# soapmakers guild



## Dorit (Apr 20, 2011)

Are you a member? Is it worth the $500 a year? Is the conference worth attending? thanks, Dorit


----------



## NubianSoaps.com (Oct 26, 2007)

Better questions....what has the $500 done for your soap company?
Do you know anyone who has successfully used their liability insurance on a claim?
Will you go to convention to use that discount?

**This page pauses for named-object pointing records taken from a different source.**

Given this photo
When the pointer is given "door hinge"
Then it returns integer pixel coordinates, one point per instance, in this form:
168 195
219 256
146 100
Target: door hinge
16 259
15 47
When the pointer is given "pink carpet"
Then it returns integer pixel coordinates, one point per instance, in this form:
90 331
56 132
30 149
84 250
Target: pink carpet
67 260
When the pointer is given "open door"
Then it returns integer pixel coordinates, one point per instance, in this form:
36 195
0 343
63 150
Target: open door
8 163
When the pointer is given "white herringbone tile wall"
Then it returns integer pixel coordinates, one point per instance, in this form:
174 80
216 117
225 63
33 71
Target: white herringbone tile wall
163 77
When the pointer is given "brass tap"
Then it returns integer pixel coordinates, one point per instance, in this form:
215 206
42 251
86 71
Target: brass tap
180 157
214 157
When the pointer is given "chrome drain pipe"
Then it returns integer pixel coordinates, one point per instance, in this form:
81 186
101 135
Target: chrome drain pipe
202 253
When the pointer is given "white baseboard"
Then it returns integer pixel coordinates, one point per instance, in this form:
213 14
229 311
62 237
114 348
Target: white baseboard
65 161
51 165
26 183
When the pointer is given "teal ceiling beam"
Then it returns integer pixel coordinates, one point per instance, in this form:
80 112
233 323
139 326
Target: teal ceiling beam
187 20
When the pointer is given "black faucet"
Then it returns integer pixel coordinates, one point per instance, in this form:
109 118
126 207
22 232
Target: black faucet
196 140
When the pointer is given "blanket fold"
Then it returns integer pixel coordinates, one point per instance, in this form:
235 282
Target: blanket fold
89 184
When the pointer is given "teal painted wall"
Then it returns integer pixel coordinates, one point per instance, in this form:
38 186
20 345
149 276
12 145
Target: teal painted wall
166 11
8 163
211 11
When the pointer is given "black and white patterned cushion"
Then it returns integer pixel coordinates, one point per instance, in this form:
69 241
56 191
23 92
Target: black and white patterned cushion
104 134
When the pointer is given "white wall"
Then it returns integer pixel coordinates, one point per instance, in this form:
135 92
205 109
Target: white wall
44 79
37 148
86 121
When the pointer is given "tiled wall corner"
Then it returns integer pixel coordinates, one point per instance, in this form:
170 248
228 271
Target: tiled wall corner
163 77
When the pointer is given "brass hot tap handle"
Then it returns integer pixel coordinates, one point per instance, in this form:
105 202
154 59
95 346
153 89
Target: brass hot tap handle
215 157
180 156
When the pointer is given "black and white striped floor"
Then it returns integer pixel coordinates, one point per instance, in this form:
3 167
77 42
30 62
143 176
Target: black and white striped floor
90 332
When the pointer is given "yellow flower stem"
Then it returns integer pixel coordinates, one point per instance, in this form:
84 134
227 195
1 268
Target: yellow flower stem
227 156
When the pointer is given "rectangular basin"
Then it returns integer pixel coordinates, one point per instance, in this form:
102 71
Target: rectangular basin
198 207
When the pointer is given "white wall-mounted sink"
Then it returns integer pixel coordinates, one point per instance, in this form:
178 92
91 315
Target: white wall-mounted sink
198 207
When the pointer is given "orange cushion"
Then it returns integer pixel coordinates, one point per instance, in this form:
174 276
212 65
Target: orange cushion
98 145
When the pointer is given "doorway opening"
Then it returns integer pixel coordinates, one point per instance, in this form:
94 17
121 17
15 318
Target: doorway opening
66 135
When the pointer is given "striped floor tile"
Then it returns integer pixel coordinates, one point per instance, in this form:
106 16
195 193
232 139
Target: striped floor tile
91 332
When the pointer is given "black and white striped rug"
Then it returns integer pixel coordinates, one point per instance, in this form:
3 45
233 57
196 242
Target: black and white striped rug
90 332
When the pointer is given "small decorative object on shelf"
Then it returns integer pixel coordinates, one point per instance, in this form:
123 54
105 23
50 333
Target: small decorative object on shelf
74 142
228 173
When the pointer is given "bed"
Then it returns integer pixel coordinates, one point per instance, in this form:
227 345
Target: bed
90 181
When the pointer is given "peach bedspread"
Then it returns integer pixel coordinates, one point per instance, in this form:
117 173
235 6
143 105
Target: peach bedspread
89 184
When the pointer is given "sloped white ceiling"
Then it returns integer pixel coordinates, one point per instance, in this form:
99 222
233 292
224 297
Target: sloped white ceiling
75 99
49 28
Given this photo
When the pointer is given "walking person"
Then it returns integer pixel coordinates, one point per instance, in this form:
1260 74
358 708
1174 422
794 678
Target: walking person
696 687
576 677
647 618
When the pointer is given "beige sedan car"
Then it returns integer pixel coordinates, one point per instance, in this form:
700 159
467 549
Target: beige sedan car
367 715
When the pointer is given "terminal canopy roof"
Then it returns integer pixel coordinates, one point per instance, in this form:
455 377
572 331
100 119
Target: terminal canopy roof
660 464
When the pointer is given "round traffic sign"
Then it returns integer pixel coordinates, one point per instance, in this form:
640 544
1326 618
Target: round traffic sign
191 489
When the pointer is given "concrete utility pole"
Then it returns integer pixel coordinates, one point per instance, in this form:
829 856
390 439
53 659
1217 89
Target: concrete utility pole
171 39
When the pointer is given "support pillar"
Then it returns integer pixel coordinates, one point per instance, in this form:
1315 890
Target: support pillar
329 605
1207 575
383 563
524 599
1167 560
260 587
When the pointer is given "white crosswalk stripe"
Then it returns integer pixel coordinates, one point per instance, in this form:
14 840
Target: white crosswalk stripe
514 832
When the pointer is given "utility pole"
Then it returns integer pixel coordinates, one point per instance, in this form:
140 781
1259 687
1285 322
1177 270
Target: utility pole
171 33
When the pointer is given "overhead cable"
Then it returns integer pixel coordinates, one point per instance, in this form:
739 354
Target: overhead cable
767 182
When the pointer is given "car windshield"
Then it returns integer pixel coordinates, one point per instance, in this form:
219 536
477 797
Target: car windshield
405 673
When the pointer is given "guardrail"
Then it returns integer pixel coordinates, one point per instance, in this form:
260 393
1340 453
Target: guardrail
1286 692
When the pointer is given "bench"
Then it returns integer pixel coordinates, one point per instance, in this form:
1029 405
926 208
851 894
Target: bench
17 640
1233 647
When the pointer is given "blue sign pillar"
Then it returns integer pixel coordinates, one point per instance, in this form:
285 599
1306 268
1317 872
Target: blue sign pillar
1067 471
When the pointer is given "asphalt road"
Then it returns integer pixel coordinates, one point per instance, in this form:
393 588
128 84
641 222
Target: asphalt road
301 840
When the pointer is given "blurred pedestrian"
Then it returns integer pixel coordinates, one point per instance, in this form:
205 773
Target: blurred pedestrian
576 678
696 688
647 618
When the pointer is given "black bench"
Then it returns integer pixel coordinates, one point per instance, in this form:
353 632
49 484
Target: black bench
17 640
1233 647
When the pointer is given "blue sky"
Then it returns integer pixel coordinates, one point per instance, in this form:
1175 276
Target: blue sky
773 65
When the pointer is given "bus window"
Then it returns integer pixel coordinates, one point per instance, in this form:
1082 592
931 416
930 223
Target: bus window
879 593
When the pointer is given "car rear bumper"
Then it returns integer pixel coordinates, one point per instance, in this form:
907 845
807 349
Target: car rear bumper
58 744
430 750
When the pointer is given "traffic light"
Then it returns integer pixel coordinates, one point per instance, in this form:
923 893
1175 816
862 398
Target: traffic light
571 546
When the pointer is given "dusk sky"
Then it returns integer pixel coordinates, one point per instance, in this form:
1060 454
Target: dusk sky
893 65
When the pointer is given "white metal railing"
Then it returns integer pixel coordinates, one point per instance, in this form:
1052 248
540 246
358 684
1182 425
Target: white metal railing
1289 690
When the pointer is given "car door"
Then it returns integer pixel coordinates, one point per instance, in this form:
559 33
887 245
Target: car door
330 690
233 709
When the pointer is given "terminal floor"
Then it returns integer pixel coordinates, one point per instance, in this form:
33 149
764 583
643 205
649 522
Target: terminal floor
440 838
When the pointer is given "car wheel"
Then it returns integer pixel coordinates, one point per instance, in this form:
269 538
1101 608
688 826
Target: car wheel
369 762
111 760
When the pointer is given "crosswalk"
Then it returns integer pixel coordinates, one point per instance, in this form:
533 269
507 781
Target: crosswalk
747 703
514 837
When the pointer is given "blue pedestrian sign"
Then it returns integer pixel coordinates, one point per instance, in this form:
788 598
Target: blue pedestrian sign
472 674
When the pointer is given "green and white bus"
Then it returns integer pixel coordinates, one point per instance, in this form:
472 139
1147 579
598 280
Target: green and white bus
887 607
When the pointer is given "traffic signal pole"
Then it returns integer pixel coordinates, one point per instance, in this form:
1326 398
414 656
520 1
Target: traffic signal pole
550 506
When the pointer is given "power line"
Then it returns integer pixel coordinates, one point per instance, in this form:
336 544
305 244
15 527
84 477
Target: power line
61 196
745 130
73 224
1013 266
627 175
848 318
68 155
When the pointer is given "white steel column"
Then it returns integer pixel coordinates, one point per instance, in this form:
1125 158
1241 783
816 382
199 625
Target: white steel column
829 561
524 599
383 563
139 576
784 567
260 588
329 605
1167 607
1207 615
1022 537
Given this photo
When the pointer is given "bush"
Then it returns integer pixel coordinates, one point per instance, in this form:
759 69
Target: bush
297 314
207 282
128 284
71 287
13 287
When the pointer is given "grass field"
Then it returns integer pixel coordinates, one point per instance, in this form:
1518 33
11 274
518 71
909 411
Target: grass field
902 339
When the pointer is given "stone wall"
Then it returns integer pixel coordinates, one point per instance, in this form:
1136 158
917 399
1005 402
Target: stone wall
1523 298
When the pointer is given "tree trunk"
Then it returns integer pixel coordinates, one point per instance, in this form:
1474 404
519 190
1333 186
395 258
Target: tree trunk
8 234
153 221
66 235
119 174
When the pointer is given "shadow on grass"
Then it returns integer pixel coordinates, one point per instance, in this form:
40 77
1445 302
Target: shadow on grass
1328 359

$500 spent on advertising would be a better bang for your buck.


----------



## Dorit (Apr 20, 2011)

I wish there was a journal where we can see what other people are doing, what's new, new products, etc. Yes, I can search the web but its so time consuming to hunt from one link to another. Artists have this, as do dollmakers, dog breeders, etc. Why don't we??


----------



## Greylady (Mar 28, 2012)

:yeahthat Are do most keep their soap art a secret! LOL


----------



## tmfinley (Feb 21, 2008)

I used to be a member just for the insurance. I have to have insurance for my larger wholesale clients. I found insurance cheaper and quit the Guild. I don't think it added anything at all to my soaping life except the insurance of course.


----------



## Greylady (Mar 28, 2012)

Thought through them you had to be a member to get their insurance?


----------



## Anita Martin (Dec 26, 2007)

I wouldn't join but I do enjoy linking from their website to good info and tutorials.


----------



## tmfinley (Feb 21, 2008)

Yes, you have to be a member for the insurance. I found insurance cheaper elsewhere so I am not a member anymore.


----------



## jdranch (Jan 31, 2010)

I am a member for insurance.


----------